Game live-streaming platform Huya saw surging total revenues and gross profit in the first quarter of 2019, driven primarily by a substantial year-on-year increase in the number of paying users.

Total net revenues increased by 93% year-on-year, reaching RMB 1.63 billion ($243 million). Around 95% of net revenues came from the company’s livestreaming business, which grew by 95.8% year-on-year. According to Huya, the growth was powered primarily by increases in the number of paying users and their average spending.

The number paying users reached 5.4 million, representing a 57.4% year-on-year increase, of which more than 70% are mobile users, CFO Sha Dachuan said. However, they still account for just around 4% of the platform’s average MAUs, which reached 123.8 million in the first quarter of 2019.
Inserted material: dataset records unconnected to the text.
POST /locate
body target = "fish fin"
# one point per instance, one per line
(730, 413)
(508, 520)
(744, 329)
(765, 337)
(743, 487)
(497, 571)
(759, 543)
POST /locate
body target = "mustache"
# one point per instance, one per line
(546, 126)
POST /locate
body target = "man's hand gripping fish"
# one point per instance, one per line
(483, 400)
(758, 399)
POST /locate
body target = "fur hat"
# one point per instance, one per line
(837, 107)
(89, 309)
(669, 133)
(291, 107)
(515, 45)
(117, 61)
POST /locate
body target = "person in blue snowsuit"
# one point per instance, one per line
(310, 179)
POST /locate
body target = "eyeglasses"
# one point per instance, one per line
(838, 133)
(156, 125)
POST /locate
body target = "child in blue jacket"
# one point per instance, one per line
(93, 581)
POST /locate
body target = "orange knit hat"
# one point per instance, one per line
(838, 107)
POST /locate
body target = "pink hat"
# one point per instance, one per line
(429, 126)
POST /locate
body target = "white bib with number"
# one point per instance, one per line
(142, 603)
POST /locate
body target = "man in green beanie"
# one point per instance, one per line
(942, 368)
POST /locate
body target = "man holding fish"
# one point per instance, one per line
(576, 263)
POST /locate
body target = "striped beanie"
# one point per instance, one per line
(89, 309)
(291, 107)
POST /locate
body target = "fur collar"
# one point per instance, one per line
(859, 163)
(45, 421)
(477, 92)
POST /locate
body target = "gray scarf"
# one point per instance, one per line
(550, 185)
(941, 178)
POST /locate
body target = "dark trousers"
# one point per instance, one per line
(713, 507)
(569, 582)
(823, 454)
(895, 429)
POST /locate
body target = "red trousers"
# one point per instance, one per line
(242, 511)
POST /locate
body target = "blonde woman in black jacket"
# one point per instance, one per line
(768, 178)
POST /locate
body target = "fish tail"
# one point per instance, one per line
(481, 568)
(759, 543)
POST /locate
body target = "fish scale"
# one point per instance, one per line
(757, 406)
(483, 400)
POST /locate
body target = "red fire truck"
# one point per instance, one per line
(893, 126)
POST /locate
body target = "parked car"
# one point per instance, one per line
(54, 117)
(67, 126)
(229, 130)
Gross profit more than doubled year on year to RMB 273 million, and gross margin improved to 16.8% compared with the 15.5% in Q1 2018, mainly due to the company’s enhanced monetization efforts. “In the short term, our emphasis is on refining operations and monetization,” CEO Dong Rongjie said in the earnings call.

Cost of revenues also rose sharply by more than 90% to RMB 1.36 billion, mainly driven by revenue sharing fees which more than doubled,  and content costs that come in the form of virtual item revenue sharing and e-sports content expenses. According to Dong, however, e-sport tournament expenses would not see a sharp increase in the second half of 2019. “The money required has already been spent in the first half of the year,” he said.

Huya is likely to focus less on poaching star livestreamers in the long turn. “We believe the time when growth is driven by poaching star livestreamers from other platforms will pass. In the near future we will continue doing it, but it shouldn’t be what drives our growth,” Dong said.

Huya expects the total net revenues of Q2 to be between RMB 1.73 billion and RMB 1.79 billion.

In April 2019, the company raised around $314 million in net proceeds in a share offering of American Depositary Shares (ADSs), twice the amount it raised with its 2018 IPO, which it said it would put toward content costs and e-sport partners.